Он сжал руки, словно стараясь удержать их от еще одной попытки схватить эльфийку. В груди у Нериэль что-то затрепетало, как бывало всякий раз, когда воин бросал браваду и говорил о том, что его действительно волнует: как больно и стыдно было покидать Лотеринг, как он сожалеет о ссоре с эрлом Эамоном, как хочет увидеть сестру… Она все-таки посмотрела воину в глаза, и оба Стража замерли, словно вместе попали в конус холода. Не двинуться, не разорвать линии взгляда.
— Я… привязался к тебе. Очень. Я ни к кому еще ничего подобного не чувствовал, — медленно, будто через силу выговорил Алистер. И добавил так тихо, что слова не родились, но Нериэль прочла по губам: — Я люблю тебя.
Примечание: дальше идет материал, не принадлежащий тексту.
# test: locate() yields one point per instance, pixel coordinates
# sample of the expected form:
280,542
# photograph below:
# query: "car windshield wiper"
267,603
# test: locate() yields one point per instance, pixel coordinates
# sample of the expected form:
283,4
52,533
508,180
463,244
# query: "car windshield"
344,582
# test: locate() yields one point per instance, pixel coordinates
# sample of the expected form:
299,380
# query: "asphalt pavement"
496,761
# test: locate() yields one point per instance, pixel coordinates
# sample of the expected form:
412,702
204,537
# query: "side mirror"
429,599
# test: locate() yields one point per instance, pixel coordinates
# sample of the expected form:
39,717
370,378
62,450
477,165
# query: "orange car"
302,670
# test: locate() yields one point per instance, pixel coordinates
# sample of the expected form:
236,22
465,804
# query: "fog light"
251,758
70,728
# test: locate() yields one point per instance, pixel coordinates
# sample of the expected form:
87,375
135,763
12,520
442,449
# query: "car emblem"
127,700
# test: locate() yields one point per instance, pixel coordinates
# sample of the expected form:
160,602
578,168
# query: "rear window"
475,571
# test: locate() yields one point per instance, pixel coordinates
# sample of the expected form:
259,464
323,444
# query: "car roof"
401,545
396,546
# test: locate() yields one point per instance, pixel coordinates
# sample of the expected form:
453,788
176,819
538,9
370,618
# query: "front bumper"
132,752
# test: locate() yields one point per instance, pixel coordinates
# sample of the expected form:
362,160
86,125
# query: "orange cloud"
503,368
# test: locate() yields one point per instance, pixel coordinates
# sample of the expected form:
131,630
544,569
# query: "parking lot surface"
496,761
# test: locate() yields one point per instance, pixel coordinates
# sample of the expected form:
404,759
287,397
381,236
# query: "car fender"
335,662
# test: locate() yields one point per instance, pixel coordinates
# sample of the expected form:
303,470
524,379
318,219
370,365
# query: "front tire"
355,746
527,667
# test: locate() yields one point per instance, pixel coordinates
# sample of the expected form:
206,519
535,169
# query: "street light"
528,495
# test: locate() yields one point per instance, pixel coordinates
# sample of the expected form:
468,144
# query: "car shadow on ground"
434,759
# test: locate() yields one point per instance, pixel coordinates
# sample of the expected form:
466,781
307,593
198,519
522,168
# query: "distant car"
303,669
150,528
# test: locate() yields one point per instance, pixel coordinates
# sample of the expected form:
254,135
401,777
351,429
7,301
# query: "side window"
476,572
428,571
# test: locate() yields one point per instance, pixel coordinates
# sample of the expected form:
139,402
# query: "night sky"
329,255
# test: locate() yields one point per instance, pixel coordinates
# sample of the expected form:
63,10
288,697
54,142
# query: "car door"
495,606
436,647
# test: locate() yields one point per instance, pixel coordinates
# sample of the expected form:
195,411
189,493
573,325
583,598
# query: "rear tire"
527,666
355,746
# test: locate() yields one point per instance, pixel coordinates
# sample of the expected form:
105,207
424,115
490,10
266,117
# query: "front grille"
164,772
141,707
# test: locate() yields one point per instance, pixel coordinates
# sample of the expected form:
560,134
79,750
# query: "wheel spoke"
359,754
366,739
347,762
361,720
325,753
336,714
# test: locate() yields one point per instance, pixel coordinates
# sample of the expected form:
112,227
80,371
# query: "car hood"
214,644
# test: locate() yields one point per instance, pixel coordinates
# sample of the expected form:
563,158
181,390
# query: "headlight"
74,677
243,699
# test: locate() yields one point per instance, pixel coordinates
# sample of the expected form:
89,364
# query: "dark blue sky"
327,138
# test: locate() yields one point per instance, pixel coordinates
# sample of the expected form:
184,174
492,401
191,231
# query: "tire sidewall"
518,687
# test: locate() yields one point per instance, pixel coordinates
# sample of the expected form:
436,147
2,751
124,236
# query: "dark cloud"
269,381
Алистер медленно — так медленно, что девушка десять раз успела бы увернуться, — накрыл ее ладонь своей. Осторожно погладил мозолистыми от меча пальцами. Нериэль брала за руку Лелиана, мог похлопать по плечу учитель Ирвинг, да и сам Алистер прежде, бывало, приобнимал боевую подругу. Но сейчас от его несмелой нежности по коже побежали мурашки. Хотелось заплакать. Алистер, я не могу! Ты лучший, кого я знаю, ты, наверное, даже лучше Дункана… Отдай свою любовь кому-нибудь, кто ее стоит, кому-нибудь живому… И тут же, словно кто-то со стороны подсказал ответ, Нериэль отчетливо вспомнила мысли, посещавшие ее в сумраке Орзаммара. Тебя могут убить в бою, но пока ты жива. Дункан погиб, а ты жива. И тридцать лет — это довольно долго. Она молчала.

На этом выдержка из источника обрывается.